Hong Duc University|HDU (CN:洪德大学 |FR:Université Hong Duc) is a public university in Vietnam, located in Thanh Hoa city, near Lam Son high school and Sam Son beach.

Formation
The university was established on September 24, 1997 according to Decision No. 797/1997/QD-TTg issued by the Prime Minister (This university is named after the era name of the most prosperous emperor in the whole history of the nation: Lê Thánh Tông), on the basis of merging three colleges: College of Education, College of Economics - Technology, Medical College of Thanh Hoa. Hong Duc University is the first university in the Vietnamese higher education system to be established under a new model: a public, multi-disciplinary university, under the supervision of the People's Committee of Thanh Hoa province, under Quality management of the Ministry of Education and Training.

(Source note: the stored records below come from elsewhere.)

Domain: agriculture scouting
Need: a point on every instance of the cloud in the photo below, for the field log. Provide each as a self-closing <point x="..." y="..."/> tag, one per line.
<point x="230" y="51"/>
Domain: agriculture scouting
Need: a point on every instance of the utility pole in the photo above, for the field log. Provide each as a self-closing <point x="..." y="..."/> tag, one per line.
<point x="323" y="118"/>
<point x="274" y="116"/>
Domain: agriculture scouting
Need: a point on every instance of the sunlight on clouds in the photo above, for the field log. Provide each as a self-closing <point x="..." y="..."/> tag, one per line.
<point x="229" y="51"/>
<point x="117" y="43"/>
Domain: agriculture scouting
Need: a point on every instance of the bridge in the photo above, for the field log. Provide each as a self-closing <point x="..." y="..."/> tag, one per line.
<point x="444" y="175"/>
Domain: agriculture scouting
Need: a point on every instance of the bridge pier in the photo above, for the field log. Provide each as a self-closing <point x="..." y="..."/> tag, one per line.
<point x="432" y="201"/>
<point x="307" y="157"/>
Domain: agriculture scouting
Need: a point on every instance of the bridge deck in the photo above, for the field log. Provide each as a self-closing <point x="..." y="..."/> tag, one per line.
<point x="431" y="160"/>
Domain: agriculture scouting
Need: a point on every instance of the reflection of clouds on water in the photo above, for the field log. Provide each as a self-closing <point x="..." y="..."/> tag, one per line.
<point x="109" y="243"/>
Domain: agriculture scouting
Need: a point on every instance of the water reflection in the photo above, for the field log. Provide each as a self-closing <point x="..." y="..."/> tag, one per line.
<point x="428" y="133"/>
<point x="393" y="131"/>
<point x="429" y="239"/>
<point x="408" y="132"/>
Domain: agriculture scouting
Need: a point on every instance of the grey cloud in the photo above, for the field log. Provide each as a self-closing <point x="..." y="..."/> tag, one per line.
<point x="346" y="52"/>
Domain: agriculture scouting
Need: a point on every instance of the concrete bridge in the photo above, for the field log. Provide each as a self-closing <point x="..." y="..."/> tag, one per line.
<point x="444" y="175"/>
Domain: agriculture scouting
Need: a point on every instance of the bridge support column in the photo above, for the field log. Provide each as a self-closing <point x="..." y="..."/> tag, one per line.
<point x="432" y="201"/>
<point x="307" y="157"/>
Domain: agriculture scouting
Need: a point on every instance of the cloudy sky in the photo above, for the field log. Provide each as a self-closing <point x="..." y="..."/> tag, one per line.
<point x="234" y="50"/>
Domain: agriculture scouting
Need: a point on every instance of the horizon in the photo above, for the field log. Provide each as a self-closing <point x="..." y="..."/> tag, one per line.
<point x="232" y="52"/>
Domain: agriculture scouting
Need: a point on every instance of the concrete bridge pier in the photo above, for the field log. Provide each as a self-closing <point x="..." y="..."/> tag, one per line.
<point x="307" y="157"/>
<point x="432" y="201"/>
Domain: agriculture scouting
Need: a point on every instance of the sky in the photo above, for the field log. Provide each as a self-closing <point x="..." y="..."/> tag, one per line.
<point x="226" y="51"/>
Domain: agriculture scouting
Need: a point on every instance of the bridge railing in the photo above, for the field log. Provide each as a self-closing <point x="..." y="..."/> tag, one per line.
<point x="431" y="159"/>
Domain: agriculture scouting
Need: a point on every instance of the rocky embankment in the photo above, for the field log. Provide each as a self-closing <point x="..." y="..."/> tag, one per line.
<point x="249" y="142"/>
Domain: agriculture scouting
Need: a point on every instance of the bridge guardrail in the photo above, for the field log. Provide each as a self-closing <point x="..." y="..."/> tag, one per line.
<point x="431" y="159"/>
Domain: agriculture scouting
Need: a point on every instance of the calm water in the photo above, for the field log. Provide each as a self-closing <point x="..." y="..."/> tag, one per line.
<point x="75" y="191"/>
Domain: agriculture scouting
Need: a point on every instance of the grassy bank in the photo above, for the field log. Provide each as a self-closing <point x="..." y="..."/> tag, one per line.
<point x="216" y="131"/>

Hong Duc University is focused on providing high-quality education in various fields including engineering, economics, law, and more. The university has a reputation for offering innovative programs and utilizing modern teaching methods to enhance the student experience. In addition to its academic programs, Hong Duc University also places a strong emphasis on research and community engagement. The university has established partnerships with various organizations and businesses in order to provide its students with practical, real-world experience and help bridge the gap between education and industry.

Overall, Hong Duc University is known for its commitment to producing well-rounded graduates who are prepared for successful careers and prepared to make a positive impact on their communities.

Hong Duc University is an application-oriented school serving socio-economic goals, typical products: Hong Duc 9 rice type, HDBT hydroelectric pump, Environmental treatment technology, Trico-HDU product set, Multi-function smart hospital bed, durable unburnt bricks, intelligent telecommunication station control system...

Strategic objective: To build Hong Duc University into a smart university, a center for training, scientific research, technology transfer and innovation; integration with advanced universities in ASEAN and the world.

Infrastructure
After 3 stages of investment and construction, up to now, the facilities for professional activities of the University have been quite complete and modern.
With a total area of 478,000 m2, of which the main campus is 384,000m2 and the Center for Defense and Security Education 94,000m2, Hong Duc University is one of the higher education institutions with a spacious campus, currently modern, green, clean, beautiful and safest environment among universities in the country. Dormitories, sports complexes, library, lecture halls, and laboratories are synchronously and modernly invested with equipment to meet training, scientific research and other activities.

Academic Program
The University's organization currently consists of 33 affiliated units, including: 12 training faculties; 10 Offices; 3 Boards; 7 Centers and medical stations.

The school currently has nearly 740 staff and lecturers, of which permanent lecturers have 02 professors, 24 associate professors, 152 doctorates - accounting for more than 32% of teachers with doctorate degrees. Many excellent PhDs from advanced countries.

The school diversified forms of cooperation with prestigious schools, institutes and organizations in the world, bringing prosperity to international cooperation activities. Typically, there are cooperation programs with world-renowned universities: University of Zielona Góra (Poland), Greifswald University and Anhalt University of Applied Sciences (Germany), Soongsil University(Korea)...Implement scientific research cooperation with universities: University of Greifswald (Germany), Aix-Marseille University...

In the past years, lecturers of the University have implemented 02 international projects, 08 State-level projects, including 02 independent projects and 06 projects under the National Science and Technology Development Fund (NAFOSTED); 38 ministerial-level projects, 56 provincial-level projects and 533 grassroots-level projects. Published 1,329 scientific research works in domestic and international specialized scientific journals. Implemented 1,942 student scientific research projects, of which 328 were awarded university-level prizes and 32 ministerial-level projects, and 04 Vietnam technical innovation awards ( VIFOTEC). Students of the University joined the Provincial Athlete's Delegation to attend the National Sports Congress, the Southeast Asian Championship won many medals, including 16 gold, silver and bronze medals in Taekwondo, Vovinam, Sepak takraw, Wushu, Kickboxing, Muay.

International Cooperation

Future Vision
In 2037, Hong Duc University would be ranked among the first-rate universities of the nation; a bright application-oriented university in ASEAN.

Notable alumni

Extracurriculars
Miss University
Miss University is an annual event with the purpose of honoring the beauty of Vietnamese women and encouraging students to preserve and promote a model life.

Volunteer Activities
The Student Union of Hong Duc University holds many volunteer activities for students to join, such as teaching languages to orphans or helping new students with enrollment exams for residents. In addition, students can help people in poor villages during summer vacation.